Friday, 15th February 2019

• NO matter the endless photographs and stories in the Tribune of our grinning politicians doing something wonderful, no matter the stream of Twitter babble from the same lot peddling their pride in being proud of that same something, there are times when the ridiculous fantasy of local authority services rubs up against that merciless critic – reality.

Such a time was Tuesday night in committee room four at the Town Hall when the housing scrutiny committee was in session. In the dock was Partners, a very special purpose vehicle, given a £30m-plus annual bung for 30 years to manage 6,500 of the authority’s properties.
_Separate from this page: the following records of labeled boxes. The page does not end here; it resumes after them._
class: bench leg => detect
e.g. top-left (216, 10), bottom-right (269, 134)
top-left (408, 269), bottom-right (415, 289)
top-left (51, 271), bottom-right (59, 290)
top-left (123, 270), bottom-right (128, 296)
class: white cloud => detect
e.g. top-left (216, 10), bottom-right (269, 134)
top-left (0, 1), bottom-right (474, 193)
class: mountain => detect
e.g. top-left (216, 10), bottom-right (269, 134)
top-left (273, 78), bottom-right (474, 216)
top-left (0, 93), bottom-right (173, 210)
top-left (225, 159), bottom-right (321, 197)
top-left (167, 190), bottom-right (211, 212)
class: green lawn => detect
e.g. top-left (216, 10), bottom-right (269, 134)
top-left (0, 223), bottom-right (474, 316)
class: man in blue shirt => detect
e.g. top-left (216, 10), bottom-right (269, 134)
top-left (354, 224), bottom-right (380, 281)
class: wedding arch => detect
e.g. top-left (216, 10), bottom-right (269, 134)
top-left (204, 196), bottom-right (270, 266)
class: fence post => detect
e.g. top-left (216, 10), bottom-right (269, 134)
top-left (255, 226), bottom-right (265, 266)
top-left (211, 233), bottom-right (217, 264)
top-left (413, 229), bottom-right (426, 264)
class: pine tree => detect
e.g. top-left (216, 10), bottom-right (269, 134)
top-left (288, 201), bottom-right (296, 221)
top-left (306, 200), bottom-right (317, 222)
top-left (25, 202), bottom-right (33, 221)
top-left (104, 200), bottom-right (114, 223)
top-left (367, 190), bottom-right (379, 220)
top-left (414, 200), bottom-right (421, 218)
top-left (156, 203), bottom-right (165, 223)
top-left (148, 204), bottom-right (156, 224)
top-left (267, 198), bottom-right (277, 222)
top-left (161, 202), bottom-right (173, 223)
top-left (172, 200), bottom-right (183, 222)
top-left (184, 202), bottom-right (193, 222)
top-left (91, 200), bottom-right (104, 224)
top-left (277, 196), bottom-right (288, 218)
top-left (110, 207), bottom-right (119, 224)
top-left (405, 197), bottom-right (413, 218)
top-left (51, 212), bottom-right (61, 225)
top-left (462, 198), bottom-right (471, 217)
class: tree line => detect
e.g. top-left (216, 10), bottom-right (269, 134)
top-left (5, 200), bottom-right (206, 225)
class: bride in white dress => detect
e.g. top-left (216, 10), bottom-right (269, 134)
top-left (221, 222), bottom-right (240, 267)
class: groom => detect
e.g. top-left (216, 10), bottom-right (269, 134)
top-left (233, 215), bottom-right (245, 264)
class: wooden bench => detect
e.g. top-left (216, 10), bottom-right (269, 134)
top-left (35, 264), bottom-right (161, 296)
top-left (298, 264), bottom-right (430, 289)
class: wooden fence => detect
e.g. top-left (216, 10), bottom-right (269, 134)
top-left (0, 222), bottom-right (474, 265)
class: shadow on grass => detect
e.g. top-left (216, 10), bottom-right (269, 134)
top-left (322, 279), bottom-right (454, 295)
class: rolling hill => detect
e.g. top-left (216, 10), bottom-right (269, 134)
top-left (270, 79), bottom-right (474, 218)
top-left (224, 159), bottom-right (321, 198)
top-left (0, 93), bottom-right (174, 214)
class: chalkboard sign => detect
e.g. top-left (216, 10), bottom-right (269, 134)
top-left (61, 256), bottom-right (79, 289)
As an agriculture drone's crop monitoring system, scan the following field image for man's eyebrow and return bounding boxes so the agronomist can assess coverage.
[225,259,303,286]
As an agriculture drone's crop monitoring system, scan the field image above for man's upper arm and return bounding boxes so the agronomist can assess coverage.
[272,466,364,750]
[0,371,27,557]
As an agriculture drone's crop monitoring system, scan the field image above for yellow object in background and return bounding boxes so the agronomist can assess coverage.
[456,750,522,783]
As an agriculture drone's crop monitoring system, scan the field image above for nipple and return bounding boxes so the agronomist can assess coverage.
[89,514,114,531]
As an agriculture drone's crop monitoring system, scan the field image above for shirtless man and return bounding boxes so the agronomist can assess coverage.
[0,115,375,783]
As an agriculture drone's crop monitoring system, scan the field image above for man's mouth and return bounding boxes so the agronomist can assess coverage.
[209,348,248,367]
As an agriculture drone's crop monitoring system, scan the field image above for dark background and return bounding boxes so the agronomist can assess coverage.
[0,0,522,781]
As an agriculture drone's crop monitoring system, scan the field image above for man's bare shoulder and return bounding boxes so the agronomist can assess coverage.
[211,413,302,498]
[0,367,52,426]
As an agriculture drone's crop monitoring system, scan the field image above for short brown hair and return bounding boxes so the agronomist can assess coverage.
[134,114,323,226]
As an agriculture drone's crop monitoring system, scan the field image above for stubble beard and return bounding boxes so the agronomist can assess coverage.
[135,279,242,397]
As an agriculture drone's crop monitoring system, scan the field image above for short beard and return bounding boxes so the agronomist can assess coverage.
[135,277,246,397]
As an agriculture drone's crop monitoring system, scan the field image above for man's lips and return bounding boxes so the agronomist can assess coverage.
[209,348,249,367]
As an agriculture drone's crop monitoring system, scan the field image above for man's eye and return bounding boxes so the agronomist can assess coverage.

No need to go into much detail. Neither councillors nor housing officers understood the deal they signed up to in 2002. Both of these parties thought they were, to use the jargon, “de-risking” housing management. Not quite.

The authority and residents were actually superglued into the contract by the short and curlies, as the council found out when it sought legal opinion to extricate itself from the deal.

Against this background, Partners felt free on Tuesday to roll out a blizzard of supposedly meaningful performance indicators showing a record within two decimal points of 100 per cent. Well, in you go if you get to set and mark your own homework.

Councillors and residents laughed at this performance of the stats data. The pity and the tragedy, however, is that, though the residents and councillors might not have the access or the technical tools to challenge the nonsense, nor self-evidently do the council officers supposedly managing Partners.

Councillor Diarmaid Ward was at Tuesday’s meeting, although apparently preoccupied with his Snapchat pix and Twitter memes. The executive member for housing is going large at the moment on his plans for building new homes, courtesy in part of those nasty Tories cutting in half the council’s £800m debt in the housing revenue account.

Personally, I wouldn’t trust him or this authority to knock out a Wendy house.